Marie découvre en 2020 qu'une assemblée générale ayant approuvé une augmentation de capital (réalisée en 2019) était viciée parce que certains actionnaires n'avaient pas été convoqués correctement. En 2021, un tribunal annule cette décision ; la décision devient définitive en 2022. Marie peut engager une action en responsabilité liée à cette annulation jusqu'en 2025 (trois ans à partir de la décision devenue définitive). Si, entre‑temps, la société a régularisé la situation en 2023 (en régularisant les convocations et en confirmant la décision), Marie peut malgré tout réclamer des dommages‑intérêts pour le préjudice subi : elle a trois ans à compter de 2023 pour agir (jusqu'en 2026).
- Délai d'action en responsabilité : 3 ans.
- Point de départ n°1 : trois ans à compter du jour où la décision d'annulation est passée en force de chose jugée (décision définitive).
- Point de départ n°2 : si la cause de nullité est couverte (régularisée), trois ans à compter du jour de cette couverture pour agir en dommages‑intérêts.

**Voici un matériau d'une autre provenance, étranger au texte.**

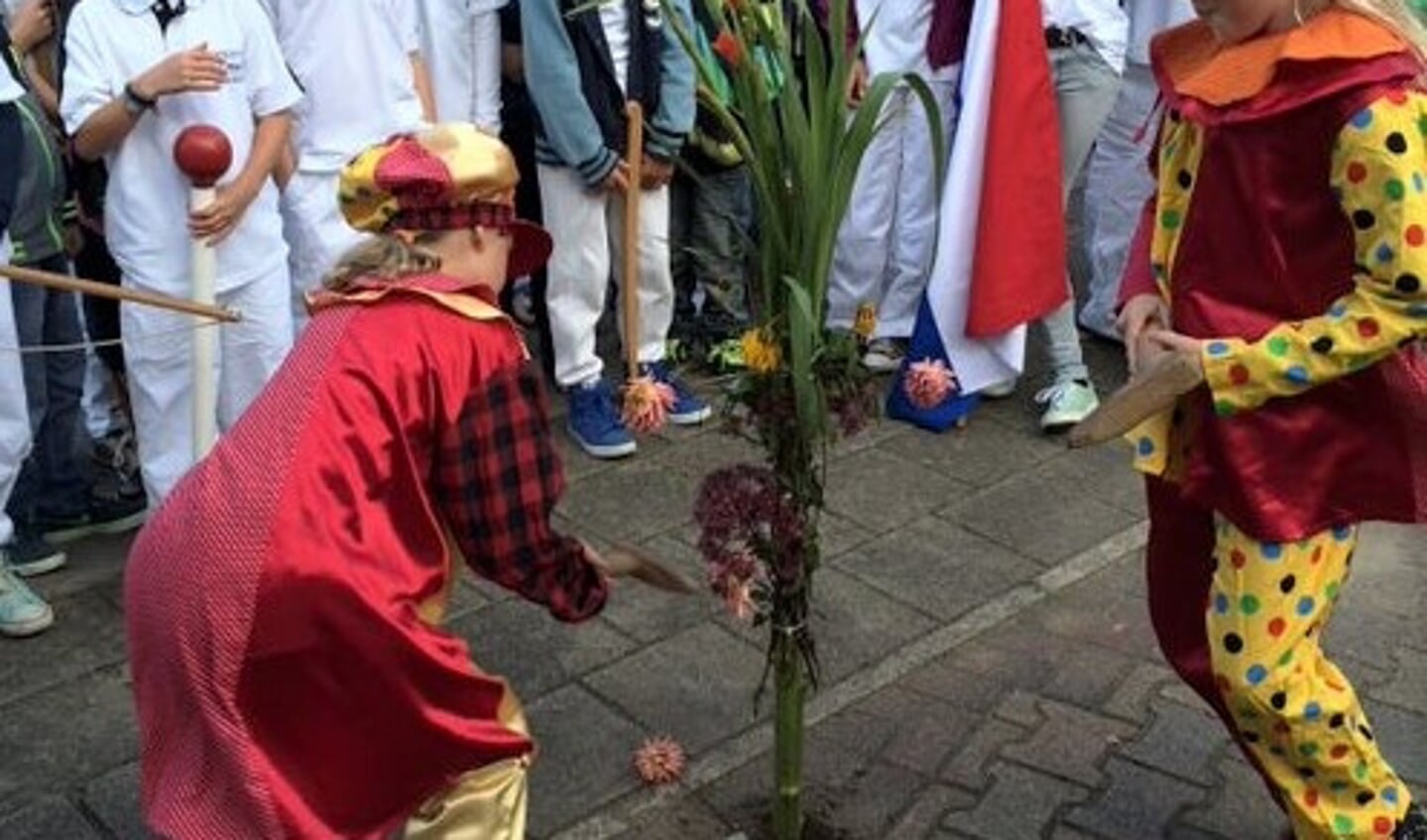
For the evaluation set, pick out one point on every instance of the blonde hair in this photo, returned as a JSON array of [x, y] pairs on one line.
[[384, 257], [1394, 15]]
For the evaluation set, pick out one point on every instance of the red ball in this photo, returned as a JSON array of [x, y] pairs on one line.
[[203, 155]]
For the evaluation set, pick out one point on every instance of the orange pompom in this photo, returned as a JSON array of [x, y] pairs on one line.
[[647, 404], [929, 383], [659, 761]]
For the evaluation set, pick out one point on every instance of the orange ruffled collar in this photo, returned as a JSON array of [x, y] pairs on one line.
[[1200, 67]]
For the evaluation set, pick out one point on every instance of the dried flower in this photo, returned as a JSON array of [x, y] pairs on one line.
[[647, 404], [929, 383], [659, 761], [761, 352]]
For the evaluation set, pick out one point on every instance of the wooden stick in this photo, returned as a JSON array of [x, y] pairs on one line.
[[103, 290], [630, 294]]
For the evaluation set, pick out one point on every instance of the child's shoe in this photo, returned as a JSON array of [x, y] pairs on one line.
[[594, 420]]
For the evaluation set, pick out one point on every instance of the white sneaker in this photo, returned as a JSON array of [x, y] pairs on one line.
[[22, 611], [1066, 404]]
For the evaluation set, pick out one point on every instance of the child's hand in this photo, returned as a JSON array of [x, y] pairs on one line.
[[1139, 314], [218, 218], [32, 25], [655, 173], [617, 180], [1176, 341], [192, 70]]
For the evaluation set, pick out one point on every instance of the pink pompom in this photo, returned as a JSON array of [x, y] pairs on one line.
[[659, 761], [929, 383], [647, 404]]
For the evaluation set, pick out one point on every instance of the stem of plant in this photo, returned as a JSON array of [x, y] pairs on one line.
[[790, 687]]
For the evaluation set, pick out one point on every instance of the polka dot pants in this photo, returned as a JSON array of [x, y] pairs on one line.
[[1294, 709]]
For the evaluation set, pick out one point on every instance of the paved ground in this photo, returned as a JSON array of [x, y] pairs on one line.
[[989, 664]]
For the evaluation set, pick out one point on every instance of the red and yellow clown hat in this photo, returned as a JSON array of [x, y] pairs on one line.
[[448, 178]]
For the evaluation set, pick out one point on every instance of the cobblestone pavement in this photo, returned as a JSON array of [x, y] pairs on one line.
[[989, 664]]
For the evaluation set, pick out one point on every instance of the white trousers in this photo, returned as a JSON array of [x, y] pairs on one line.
[[588, 230], [159, 352], [15, 413], [888, 238], [1118, 184], [317, 235]]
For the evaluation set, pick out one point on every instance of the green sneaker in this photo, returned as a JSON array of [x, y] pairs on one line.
[[1066, 404], [22, 611]]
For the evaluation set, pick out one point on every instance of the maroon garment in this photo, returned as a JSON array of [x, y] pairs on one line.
[[283, 606], [1264, 243]]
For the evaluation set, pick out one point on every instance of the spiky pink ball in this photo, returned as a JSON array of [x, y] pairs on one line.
[[929, 383], [647, 404], [659, 761]]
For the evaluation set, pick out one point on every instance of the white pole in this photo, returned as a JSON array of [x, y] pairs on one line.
[[204, 337], [203, 155]]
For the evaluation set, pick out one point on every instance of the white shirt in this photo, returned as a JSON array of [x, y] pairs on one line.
[[1104, 22], [1150, 17], [461, 45], [896, 33], [353, 59], [614, 19], [110, 43]]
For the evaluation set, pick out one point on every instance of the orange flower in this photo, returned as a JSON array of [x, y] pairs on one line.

- La réparation est possible même si le vice à l'origine de la nullité a été supprimé : la régularisation n'efface pas la possibilité de réclamer des dommages‑intérêts.
- L'article vise l'annulation de la société, des décisions sociales et les apports postérieurs à la constitution.
- Il faut distinguer l'action en nullité (procédure d'annulation) et l'action en responsabilité/ dommages‑intérêts (réparation du préjudice) : chacun a ses règles de prescription et ses points de départ.